A black jazz musician on the run from a lynch mob stumbles across the
game warder of a private island and the young, innocent girl the warder
guards over. Sweet and precocious Evy is almost completely unaware of
the world outside her isolated island and unable to defend against the
advances of her guardian, while also not comprehending the nature of
the problem with the musician's arrival.
Bunuel's more well-known films are very impressive, but some of his
lesser-known films aren't given enough attention for what they are. "La
Joven" is a parable of innocence brought suddenly up against racism,
exploitation, and sex, and as a whole is a very morally ambiguous film.
Ultimately, the question must be asked: is one man's life being paid
for by the freedom of a young girl, or will she choose a different,
completely unfamiliar life full of its own trials? Those are the
questions left with the audience by the movie's conclusion.
Bunuel's mastery is reinforced by how well he is able to get into the regional dialect, settings, and character of this film.

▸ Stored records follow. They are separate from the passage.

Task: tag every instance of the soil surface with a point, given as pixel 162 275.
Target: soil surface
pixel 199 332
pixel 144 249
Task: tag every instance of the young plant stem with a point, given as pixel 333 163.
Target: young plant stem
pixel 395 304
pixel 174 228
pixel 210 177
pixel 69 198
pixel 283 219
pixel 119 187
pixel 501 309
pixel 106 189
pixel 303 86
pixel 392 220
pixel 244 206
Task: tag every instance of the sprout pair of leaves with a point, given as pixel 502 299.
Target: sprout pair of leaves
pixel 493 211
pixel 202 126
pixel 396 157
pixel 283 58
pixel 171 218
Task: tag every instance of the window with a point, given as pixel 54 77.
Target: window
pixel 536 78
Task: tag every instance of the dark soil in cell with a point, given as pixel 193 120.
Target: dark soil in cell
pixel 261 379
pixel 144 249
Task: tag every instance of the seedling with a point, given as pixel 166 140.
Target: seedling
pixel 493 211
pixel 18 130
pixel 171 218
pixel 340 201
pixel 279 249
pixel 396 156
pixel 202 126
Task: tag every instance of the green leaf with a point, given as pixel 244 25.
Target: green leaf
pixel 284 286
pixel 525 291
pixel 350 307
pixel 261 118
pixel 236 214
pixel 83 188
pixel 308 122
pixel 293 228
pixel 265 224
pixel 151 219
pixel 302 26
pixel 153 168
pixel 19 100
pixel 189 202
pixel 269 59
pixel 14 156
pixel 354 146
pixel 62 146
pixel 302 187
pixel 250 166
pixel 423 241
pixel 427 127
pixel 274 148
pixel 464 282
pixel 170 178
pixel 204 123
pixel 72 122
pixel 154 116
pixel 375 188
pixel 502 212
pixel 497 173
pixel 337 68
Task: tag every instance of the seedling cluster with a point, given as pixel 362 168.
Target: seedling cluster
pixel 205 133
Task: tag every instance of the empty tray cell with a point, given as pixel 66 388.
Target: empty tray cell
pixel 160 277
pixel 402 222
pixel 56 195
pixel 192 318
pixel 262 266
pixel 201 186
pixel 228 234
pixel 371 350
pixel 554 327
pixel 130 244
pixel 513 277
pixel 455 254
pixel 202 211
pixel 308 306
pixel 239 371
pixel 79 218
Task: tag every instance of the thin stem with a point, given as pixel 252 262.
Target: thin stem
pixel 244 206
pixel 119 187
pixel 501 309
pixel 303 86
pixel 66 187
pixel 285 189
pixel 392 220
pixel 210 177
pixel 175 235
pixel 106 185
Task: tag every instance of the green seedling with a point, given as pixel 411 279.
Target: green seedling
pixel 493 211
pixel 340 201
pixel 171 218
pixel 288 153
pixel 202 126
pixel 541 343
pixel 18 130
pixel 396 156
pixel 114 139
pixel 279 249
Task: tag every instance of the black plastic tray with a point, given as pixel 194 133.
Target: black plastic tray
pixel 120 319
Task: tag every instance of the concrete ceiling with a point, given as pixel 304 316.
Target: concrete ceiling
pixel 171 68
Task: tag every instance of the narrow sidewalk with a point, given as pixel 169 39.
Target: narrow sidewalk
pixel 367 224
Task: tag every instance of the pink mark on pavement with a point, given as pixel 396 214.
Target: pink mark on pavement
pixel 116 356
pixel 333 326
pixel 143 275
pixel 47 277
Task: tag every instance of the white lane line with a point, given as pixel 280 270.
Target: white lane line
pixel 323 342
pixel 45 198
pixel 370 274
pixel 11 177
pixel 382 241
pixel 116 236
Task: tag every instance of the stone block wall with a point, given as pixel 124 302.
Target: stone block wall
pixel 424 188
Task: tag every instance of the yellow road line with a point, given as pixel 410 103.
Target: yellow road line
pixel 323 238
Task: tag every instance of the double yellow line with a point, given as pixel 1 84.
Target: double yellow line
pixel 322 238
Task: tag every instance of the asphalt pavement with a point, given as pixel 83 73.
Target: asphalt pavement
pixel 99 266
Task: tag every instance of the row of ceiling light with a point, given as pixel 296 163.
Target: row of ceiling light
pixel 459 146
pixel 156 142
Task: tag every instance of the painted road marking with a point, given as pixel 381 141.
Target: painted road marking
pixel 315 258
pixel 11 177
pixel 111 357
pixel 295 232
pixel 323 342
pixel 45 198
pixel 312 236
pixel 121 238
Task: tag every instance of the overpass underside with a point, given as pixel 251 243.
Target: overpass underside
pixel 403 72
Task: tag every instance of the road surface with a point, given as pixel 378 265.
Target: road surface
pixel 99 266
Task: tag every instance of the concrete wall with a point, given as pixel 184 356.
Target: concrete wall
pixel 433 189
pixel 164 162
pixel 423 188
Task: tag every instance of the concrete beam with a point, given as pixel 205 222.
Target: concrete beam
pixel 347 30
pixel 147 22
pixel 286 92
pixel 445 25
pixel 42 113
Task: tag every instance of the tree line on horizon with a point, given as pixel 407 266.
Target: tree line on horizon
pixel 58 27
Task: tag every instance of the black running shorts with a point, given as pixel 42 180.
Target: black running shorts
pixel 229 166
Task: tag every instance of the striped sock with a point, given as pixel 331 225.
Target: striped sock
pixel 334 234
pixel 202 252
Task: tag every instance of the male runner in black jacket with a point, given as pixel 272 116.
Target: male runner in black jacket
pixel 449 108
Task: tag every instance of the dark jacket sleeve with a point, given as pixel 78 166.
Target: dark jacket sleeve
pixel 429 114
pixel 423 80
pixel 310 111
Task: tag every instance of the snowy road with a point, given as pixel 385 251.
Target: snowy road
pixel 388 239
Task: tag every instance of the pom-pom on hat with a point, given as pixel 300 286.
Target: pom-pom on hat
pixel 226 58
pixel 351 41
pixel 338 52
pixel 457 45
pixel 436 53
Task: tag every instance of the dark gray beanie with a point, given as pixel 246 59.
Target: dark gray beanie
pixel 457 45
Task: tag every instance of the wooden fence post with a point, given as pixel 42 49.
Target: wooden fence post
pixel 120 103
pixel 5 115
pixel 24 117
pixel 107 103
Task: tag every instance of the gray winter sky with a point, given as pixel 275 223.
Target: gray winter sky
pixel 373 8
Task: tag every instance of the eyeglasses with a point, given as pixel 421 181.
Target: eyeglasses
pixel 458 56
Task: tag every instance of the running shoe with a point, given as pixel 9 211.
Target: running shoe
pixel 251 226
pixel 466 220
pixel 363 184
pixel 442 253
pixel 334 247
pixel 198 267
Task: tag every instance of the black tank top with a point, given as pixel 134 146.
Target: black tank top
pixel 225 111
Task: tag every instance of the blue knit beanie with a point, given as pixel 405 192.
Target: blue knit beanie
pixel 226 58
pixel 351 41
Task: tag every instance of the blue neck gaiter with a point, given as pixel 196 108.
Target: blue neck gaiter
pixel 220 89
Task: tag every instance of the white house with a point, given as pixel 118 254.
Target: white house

Here is a director who has shot movies from all over the world and managed to give a rather distinctive feel for each of the locations they've been made in.
Two things: 1) I am not the audience for this movie: I don't like musicals in general, I don't recognize the popular songs featured, and I honestly prefer Bunuel's darker movies; 2) however, this movie was still very spectacular (in the truest definition of the word) and is a real testament to Bunuel's gift of visual storytelling.
Basically, the idea here is that a couple of prison escapees (what they did is unclear, but I'm pretty sure they were just taken in for vagrancy) get a job at a oil speculation site just before a series of murders begins to unveil a conspiracy set against the owner. The owner's sister appears, capturing the heart of one of the leads, and now it's a process of figuring out whodunnit, comment on the political motivation (with oil there's always a political commentary, even back when), get the girl despite the usual misunderstandings, and, yes, sing.
Many people don't recognize that Bunuel also had the ability to be a popular entertainer. "A Woman without Love" is a testament to that fact, as well as this movie. For what it's worth, this movie really wouldn't feel all that out of place as a studio musical classic, only it just happened to be Spanish. What I liked best is that all of the music is diegetic: the sound and singing originate within the narrative and the story doesn't necessarily stop just to have people sing. The songs fit in as realistically as possible in the world, covering up for the sound of prison escape, setting a moment of hopeful joy, performances in the background... some of the songs are interrupted by the audience, some of them are stopped because they're practice, and a lot of them feature some dazzling uses of realism in environment and choreography. So for what it's worth, Bunuel scored big time on that.
A comment on the DVD set:
The copy I had mixed up the disc art so that the movies were reversed based on what the disc said it contained. It wasn't that big of an issue as both movies were ultimately included, it's just a curiosity I thought I should mention. Also, the transfer of Gran Casino isn't all that great, featuring missing frames and some jumps in sound, not to mention a lack of subtitles for the song routines. La Joven looked and sounded great, though.
Overall, an interesting set, but not the greatest pairing.